The Spirit was released with two different handsets, the 6-button and 24-button, and in two different sizes; a 12 line, 24 phone system, and a 24 line, 48 phone system. This system, along with the original Merlin product line, was one of the original phone systems to use smaller cables from the wall to the handset. It is also one of the first modular, programmable systems that customers could make changes to without calling the phone company. Due to its age, it was never offered with display functionality or caller ID, and voice mail was never included on this system.
Merlin 820, Plus, 1030, 3070
This Merlin series will always be remembered as “the phone used by JR Ewing” in the original Dallas series. Heralded for its innovative design and speakerphone-quality headset, it was noted for its leading-edge design. Later versions of the system had displays and built-in speakerphones, both very modern and desirable at the time. Again, it was one of the first systems that customers could make changes on and was never offered with embedded voice mail.
Merlin II, Merlin Legend
As phone system pricing became more and more competitive, AT&T and Lucent began putting more and more functionality into their mid-sized offering, the Merlin II and more commonly, the Merlin Legend. The big brother to the smaller Merlin products, the Legend utilized PC based programming, various voice mail offerings, and some of the newer features we now take for granted, such as voice mail and call forwarding.

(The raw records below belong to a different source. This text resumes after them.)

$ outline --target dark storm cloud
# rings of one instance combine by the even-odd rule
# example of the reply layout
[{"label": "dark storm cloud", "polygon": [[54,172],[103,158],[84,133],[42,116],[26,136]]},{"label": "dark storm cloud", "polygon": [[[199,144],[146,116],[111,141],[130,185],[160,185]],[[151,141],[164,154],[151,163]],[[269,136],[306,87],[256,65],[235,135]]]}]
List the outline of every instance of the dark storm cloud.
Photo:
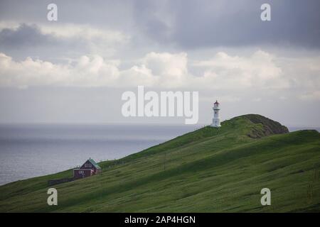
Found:
[{"label": "dark storm cloud", "polygon": [[[264,3],[271,5],[272,21],[260,20]],[[185,48],[260,45],[319,48],[319,11],[317,0],[138,1],[135,6],[136,20],[146,35]]]}]

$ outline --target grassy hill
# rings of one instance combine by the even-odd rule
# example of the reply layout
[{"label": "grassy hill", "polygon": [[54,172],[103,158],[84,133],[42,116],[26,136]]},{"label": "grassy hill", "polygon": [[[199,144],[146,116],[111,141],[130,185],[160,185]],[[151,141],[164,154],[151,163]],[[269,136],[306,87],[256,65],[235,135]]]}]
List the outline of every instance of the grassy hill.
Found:
[{"label": "grassy hill", "polygon": [[[260,115],[225,121],[114,161],[102,173],[53,186],[72,170],[0,187],[0,211],[297,212],[320,211],[320,134],[288,133]],[[272,205],[260,204],[271,189]]]}]

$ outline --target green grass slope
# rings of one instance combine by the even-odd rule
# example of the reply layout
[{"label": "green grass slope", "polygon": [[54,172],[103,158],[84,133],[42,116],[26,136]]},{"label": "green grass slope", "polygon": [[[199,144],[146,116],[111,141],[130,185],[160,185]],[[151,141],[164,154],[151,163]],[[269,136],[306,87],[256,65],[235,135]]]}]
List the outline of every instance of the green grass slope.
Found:
[{"label": "green grass slope", "polygon": [[[0,187],[1,212],[320,211],[320,134],[288,133],[277,122],[245,115],[204,127],[114,161],[102,173],[53,186],[67,170]],[[271,206],[260,204],[271,189]]]}]

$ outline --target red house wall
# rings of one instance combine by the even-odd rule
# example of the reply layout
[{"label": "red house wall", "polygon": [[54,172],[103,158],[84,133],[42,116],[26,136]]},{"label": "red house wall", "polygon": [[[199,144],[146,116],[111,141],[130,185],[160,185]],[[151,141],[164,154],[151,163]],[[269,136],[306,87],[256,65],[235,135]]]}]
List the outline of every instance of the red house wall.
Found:
[{"label": "red house wall", "polygon": [[91,177],[93,175],[92,170],[85,170],[85,169],[76,169],[73,170],[73,178],[80,179],[87,177]]},{"label": "red house wall", "polygon": [[80,167],[80,169],[90,169],[92,170],[95,174],[97,173],[97,168],[89,161],[87,160],[83,165]]}]

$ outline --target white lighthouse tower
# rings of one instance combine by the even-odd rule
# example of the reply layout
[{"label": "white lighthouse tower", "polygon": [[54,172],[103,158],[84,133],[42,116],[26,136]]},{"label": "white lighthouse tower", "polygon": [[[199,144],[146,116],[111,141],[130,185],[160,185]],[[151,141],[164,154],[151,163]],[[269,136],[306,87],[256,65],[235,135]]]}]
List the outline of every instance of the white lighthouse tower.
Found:
[{"label": "white lighthouse tower", "polygon": [[220,104],[218,102],[218,101],[215,101],[215,102],[213,104],[213,118],[212,119],[212,124],[211,127],[215,127],[219,128],[221,127],[221,125],[220,124],[220,118],[219,118],[219,105]]}]

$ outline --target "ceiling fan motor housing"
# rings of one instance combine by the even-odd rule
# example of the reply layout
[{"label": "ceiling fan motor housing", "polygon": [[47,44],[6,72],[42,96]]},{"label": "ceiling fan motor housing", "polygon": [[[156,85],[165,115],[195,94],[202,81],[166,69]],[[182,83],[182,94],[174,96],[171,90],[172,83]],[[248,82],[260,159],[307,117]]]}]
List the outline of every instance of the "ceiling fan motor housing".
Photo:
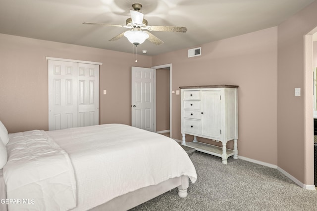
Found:
[{"label": "ceiling fan motor housing", "polygon": [[132,8],[136,11],[139,11],[142,8],[142,4],[139,3],[135,3],[132,4]]}]

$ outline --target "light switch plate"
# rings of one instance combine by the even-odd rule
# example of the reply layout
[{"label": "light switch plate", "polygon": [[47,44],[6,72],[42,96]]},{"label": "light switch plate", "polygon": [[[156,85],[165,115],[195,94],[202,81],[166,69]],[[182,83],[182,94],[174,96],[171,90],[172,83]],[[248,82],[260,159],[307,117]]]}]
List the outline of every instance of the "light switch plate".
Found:
[{"label": "light switch plate", "polygon": [[295,88],[295,96],[301,96],[301,88]]}]

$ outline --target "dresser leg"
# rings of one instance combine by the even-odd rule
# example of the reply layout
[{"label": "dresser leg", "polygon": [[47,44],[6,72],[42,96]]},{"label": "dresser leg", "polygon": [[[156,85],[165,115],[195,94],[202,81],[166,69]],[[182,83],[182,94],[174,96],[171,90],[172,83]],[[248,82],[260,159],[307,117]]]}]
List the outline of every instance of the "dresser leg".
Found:
[{"label": "dresser leg", "polygon": [[185,137],[185,134],[182,134],[182,135],[183,136],[183,138],[182,139],[182,140],[183,141],[182,141],[182,145],[186,145],[186,139]]},{"label": "dresser leg", "polygon": [[193,140],[193,142],[197,142],[197,136],[194,136],[194,140]]},{"label": "dresser leg", "polygon": [[222,158],[222,163],[223,164],[227,164],[228,163],[228,154],[227,154],[227,146],[226,143],[222,143],[222,154],[221,155],[221,158]]},{"label": "dresser leg", "polygon": [[233,155],[233,159],[238,159],[238,140],[233,140],[233,152],[234,152],[234,155]]}]

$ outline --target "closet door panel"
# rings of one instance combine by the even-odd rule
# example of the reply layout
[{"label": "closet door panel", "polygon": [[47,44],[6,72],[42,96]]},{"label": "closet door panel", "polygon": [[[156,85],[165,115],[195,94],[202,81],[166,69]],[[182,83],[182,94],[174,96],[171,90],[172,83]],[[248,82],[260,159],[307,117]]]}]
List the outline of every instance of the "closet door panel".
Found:
[{"label": "closet door panel", "polygon": [[49,130],[99,123],[99,65],[49,60]]},{"label": "closet door panel", "polygon": [[49,130],[77,126],[77,64],[49,60]]},{"label": "closet door panel", "polygon": [[79,127],[99,123],[99,65],[78,63]]}]

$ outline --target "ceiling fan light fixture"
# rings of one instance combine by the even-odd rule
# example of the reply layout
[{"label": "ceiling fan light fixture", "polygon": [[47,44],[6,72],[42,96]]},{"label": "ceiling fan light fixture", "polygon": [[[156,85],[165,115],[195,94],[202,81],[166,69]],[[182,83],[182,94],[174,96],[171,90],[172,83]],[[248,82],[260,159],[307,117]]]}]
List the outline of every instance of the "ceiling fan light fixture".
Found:
[{"label": "ceiling fan light fixture", "polygon": [[135,46],[141,44],[149,38],[149,35],[142,31],[127,31],[124,33],[124,36],[128,39],[129,42]]}]

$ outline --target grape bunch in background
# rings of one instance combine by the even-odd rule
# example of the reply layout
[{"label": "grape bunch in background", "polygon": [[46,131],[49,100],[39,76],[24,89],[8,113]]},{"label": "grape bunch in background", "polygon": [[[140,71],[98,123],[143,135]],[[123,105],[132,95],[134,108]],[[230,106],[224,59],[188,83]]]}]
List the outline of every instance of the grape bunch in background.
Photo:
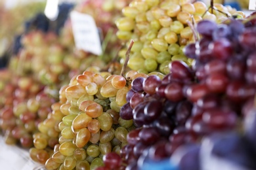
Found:
[{"label": "grape bunch in background", "polygon": [[[193,35],[194,22],[209,19],[219,23],[227,19],[226,15],[245,17],[243,12],[230,7],[217,3],[214,6],[223,12],[211,13],[201,1],[131,1],[122,10],[124,16],[116,21],[117,37],[124,42],[135,41],[128,66],[144,73],[158,71],[166,75],[171,61],[182,60],[191,65],[192,60],[184,55],[182,48],[196,40]],[[123,48],[119,56],[125,58],[125,51]]]},{"label": "grape bunch in background", "polygon": [[194,60],[191,67],[175,61],[162,80],[135,79],[120,116],[133,119],[137,128],[127,134],[120,155],[106,154],[98,169],[123,164],[127,169],[154,169],[163,160],[170,169],[200,169],[213,163],[215,169],[226,163],[254,169],[255,20],[253,14],[219,25],[201,21],[196,27],[201,39],[184,48]]},{"label": "grape bunch in background", "polygon": [[[75,76],[60,91],[62,105],[58,108],[63,118],[59,117],[62,120],[56,127],[60,134],[46,168],[95,169],[103,165],[103,155],[119,152],[127,143],[127,134],[135,128],[132,120],[125,120],[119,114],[128,91],[127,81],[121,75],[89,68]],[[57,122],[54,112],[39,125],[43,135],[35,140],[43,140],[43,134],[56,127],[54,121],[50,120],[53,117]],[[35,146],[30,150],[32,158],[41,149]]]}]

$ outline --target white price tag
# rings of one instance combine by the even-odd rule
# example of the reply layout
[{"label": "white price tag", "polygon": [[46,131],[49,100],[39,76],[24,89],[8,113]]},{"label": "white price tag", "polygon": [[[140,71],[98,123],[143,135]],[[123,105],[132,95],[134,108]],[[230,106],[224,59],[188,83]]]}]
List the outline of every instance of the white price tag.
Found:
[{"label": "white price tag", "polygon": [[72,11],[70,16],[76,48],[100,55],[100,39],[93,18],[76,11]]},{"label": "white price tag", "polygon": [[249,0],[249,10],[256,10],[256,0]]}]

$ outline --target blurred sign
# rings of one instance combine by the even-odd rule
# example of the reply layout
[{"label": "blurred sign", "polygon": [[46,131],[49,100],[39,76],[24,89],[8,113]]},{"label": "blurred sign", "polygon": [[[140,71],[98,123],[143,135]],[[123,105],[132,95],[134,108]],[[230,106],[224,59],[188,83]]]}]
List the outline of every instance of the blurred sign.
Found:
[{"label": "blurred sign", "polygon": [[70,16],[76,48],[100,55],[100,38],[93,18],[76,11],[72,11]]}]

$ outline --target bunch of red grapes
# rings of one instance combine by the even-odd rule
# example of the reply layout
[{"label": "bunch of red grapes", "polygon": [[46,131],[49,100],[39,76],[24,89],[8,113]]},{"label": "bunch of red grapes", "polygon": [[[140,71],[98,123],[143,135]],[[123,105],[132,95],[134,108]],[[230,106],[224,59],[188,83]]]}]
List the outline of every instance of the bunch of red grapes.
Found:
[{"label": "bunch of red grapes", "polygon": [[154,169],[163,160],[169,169],[255,169],[255,16],[200,22],[200,41],[184,49],[191,67],[175,61],[162,80],[135,79],[120,116],[137,128],[98,169]]}]

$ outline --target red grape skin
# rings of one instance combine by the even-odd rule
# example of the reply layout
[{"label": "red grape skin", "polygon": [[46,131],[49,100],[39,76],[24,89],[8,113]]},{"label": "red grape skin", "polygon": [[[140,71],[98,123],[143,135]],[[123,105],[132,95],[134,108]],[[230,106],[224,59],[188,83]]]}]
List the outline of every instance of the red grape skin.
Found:
[{"label": "red grape skin", "polygon": [[179,101],[184,98],[182,86],[178,82],[172,82],[165,90],[166,98],[171,101]]},{"label": "red grape skin", "polygon": [[161,79],[156,75],[148,76],[143,82],[144,91],[148,94],[156,94],[156,88],[161,84]]},{"label": "red grape skin", "polygon": [[233,111],[212,109],[203,113],[202,120],[213,129],[225,129],[235,127],[236,118]]},{"label": "red grape skin", "polygon": [[213,74],[206,78],[206,85],[208,89],[215,93],[224,92],[228,82],[228,78],[221,74]]},{"label": "red grape skin", "polygon": [[193,84],[186,90],[188,99],[192,102],[196,102],[209,93],[209,89],[205,84]]}]

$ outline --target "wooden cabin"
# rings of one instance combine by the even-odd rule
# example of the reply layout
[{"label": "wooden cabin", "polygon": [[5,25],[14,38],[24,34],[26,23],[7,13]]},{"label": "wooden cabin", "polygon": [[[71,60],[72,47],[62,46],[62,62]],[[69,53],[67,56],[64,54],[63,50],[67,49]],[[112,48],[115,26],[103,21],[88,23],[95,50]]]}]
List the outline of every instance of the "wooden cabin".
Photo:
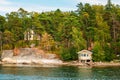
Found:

The Merlin Magix was the last release of the Merlin before the product line was manufacture-discontinued. Still widely in use today in locations nationwide, the system introduced the first handset that would be migrate to today’s IP Office – the 4400 series handset. This is an example of the attention to investment protection that Avaya applies to its products; a handset that has been around for almost two decades can be used on their flagship IP500 telephone system.